Find all numbers x for wich:
[tex]x+3^x<4[/tex] Relevant equations
(PI) (Associative law for addition)
(P2) (Existence of an additive identity)
(P3) (Existence of additive inverses)
(P4) (Commutative law for addition)
(P5) (Associative law for multiplication)
(P6) (Existence of a multiplicative identity)
(P7) (Existence of multiplicative inverses)
(P8) (Commutative law for multiplication)
(P9) (Distributive law)
(P10) (Trichotomy law)
(P11) (Closure under addition)
(P12) (Closure under multiplication) THEOREM l For all numbers a and b, we have
[tex]\mid{a+b}\mid\leq\mid{a}\mid+\mid{b}\mid[/tex] I tried everything I'd already done with all the other problems but I just can't figure it out. Note that what I'm afteris the prove, I know what the result is. if you want look at it:

Solving x + 3^{x} = 4 for the exact solution is not something that is taught in precalculus courses, or even most calculus courses. About the best you can do is to get an approximate solution to x + 3^{x} = 4 (either graphically or by some estimation technique), and then use that to determine the interval for which x + 3^{x} < 4.

The best you can do here with elementary techniques is to sketch the curve y = x + 3^x, prove it's monotone increasing throughout, then hazard an intelligent guess that when y = 4, x = 1, which is trivially proven by substitution.

Yes, the problem is in Chapter 1 (Basic Properties of Numbers), No. 4 (xii).

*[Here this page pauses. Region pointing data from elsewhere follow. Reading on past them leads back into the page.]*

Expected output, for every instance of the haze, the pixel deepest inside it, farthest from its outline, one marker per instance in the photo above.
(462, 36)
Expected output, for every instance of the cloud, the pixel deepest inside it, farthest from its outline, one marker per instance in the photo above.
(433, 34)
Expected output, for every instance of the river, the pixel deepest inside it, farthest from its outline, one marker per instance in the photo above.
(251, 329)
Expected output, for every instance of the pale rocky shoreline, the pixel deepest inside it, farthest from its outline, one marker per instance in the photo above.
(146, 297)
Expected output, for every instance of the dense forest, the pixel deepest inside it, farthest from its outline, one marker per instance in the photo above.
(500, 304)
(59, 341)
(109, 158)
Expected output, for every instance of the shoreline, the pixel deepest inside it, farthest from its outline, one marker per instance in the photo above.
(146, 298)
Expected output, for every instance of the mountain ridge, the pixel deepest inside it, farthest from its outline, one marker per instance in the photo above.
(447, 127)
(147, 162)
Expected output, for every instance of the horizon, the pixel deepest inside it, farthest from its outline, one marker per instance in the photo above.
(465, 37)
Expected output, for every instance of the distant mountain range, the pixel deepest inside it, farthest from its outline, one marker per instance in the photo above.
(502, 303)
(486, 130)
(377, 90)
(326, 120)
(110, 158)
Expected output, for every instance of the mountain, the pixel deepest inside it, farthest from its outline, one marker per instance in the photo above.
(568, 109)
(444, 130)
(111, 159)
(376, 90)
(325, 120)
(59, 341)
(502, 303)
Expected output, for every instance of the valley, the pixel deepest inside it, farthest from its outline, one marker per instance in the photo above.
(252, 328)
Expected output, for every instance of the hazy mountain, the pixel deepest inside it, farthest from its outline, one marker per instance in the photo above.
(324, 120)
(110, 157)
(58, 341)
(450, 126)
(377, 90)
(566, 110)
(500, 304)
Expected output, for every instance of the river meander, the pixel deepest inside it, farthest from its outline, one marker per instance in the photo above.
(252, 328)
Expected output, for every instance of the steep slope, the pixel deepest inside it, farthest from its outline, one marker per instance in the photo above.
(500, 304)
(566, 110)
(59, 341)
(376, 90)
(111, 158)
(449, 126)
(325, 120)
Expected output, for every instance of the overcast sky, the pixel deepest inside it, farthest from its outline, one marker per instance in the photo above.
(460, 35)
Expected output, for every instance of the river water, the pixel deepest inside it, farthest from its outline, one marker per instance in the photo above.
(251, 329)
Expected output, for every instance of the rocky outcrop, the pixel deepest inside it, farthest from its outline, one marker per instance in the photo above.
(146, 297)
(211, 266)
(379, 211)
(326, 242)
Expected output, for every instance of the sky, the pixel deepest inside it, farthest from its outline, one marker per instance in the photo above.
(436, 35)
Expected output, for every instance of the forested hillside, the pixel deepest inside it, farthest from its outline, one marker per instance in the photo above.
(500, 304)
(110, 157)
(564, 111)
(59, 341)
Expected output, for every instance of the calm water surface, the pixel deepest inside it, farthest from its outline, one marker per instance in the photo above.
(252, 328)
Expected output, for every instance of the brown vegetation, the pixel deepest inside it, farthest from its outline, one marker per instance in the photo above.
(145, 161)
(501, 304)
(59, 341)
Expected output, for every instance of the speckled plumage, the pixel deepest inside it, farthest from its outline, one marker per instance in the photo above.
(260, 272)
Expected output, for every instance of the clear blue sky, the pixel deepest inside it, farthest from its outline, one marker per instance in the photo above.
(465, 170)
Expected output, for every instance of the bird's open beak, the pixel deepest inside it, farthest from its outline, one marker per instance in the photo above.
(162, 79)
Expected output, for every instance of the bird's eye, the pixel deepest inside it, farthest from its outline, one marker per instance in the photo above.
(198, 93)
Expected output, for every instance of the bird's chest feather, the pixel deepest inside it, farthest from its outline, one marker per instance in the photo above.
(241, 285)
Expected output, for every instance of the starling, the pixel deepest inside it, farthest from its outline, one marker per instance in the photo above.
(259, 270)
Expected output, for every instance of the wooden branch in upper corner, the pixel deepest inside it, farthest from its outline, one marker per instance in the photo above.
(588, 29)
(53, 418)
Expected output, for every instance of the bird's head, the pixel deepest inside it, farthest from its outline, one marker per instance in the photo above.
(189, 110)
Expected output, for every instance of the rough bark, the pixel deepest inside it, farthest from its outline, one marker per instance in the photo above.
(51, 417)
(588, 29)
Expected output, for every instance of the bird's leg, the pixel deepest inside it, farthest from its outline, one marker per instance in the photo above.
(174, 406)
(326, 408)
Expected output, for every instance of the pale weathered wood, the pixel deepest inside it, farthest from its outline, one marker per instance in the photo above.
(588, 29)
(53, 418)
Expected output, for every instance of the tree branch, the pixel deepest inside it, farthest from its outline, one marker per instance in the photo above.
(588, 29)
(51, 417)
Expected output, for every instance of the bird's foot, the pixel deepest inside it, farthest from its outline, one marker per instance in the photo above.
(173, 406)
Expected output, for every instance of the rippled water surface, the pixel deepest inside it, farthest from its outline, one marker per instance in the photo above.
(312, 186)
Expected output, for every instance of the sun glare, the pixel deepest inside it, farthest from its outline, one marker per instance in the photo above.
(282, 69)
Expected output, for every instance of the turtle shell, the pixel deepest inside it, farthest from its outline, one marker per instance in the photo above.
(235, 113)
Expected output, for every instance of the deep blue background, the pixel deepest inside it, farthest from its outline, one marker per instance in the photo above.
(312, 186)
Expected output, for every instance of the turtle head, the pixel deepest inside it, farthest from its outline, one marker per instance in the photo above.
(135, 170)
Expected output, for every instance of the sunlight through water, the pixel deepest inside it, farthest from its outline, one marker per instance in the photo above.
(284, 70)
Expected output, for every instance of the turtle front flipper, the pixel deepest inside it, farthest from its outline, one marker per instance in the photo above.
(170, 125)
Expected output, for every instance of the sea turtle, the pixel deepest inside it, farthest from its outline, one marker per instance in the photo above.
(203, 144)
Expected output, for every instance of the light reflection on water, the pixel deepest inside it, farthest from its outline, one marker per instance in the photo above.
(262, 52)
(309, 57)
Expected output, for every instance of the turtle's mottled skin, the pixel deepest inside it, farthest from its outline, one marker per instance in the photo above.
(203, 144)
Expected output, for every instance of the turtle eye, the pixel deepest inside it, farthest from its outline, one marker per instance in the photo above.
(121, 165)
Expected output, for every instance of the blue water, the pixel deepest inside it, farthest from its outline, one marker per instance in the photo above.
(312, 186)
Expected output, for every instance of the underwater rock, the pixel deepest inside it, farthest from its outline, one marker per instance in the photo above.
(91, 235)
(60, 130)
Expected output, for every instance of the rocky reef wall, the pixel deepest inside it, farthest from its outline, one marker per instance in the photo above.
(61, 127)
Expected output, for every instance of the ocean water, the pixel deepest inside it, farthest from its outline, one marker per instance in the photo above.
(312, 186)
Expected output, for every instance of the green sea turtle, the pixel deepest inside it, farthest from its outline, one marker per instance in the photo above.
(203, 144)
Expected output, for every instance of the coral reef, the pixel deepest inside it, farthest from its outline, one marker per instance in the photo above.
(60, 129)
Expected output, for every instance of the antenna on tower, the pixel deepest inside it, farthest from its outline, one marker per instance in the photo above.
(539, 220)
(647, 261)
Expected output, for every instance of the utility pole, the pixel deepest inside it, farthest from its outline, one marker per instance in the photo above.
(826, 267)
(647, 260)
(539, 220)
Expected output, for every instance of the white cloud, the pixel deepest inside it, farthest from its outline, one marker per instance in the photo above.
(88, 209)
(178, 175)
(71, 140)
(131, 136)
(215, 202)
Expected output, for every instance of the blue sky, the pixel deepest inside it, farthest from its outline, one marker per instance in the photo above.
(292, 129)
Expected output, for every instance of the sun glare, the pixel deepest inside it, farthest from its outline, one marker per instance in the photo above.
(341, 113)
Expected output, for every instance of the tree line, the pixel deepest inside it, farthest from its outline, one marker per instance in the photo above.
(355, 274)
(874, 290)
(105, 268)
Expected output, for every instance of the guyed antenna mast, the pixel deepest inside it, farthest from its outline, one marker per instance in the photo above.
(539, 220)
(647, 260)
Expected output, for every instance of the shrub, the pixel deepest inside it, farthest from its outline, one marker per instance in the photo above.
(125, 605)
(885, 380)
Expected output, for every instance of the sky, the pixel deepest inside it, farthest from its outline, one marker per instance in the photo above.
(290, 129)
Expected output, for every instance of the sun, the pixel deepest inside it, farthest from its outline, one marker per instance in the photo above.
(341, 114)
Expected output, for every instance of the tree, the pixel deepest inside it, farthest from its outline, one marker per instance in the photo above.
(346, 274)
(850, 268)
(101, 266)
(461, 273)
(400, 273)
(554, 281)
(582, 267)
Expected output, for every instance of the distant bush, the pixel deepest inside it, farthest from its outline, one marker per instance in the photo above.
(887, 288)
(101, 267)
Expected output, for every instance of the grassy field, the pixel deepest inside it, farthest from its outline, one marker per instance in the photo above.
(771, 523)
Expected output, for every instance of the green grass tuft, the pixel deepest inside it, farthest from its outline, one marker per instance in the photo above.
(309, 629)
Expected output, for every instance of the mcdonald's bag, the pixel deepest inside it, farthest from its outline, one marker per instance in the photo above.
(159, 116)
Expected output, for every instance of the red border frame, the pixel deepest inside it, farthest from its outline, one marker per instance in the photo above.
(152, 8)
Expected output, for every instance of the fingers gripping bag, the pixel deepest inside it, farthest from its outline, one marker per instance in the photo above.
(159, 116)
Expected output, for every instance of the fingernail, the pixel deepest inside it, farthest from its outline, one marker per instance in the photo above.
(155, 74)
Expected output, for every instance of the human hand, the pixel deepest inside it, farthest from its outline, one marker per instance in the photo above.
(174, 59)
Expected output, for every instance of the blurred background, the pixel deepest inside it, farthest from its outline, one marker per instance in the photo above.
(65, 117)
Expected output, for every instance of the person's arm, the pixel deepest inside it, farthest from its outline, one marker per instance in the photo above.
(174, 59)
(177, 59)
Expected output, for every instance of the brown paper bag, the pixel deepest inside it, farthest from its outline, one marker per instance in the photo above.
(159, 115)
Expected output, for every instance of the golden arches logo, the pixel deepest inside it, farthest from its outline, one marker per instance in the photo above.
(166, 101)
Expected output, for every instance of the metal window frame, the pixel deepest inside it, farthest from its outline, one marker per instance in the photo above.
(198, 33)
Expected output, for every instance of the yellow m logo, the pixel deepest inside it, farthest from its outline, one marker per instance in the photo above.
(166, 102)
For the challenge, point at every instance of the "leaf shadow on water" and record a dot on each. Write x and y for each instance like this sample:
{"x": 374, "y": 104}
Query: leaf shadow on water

Everything else in No. 4 is exactly solvable, except this one. There's nothing on this in the "Answers to selected problems" section either. I'm guessing this problem was included only because it has an "obvious" solution, which can be easily proven to be unique with elementary techniques like curve-sketching, which even a beginning student of Calculus is expected to be already familiar with.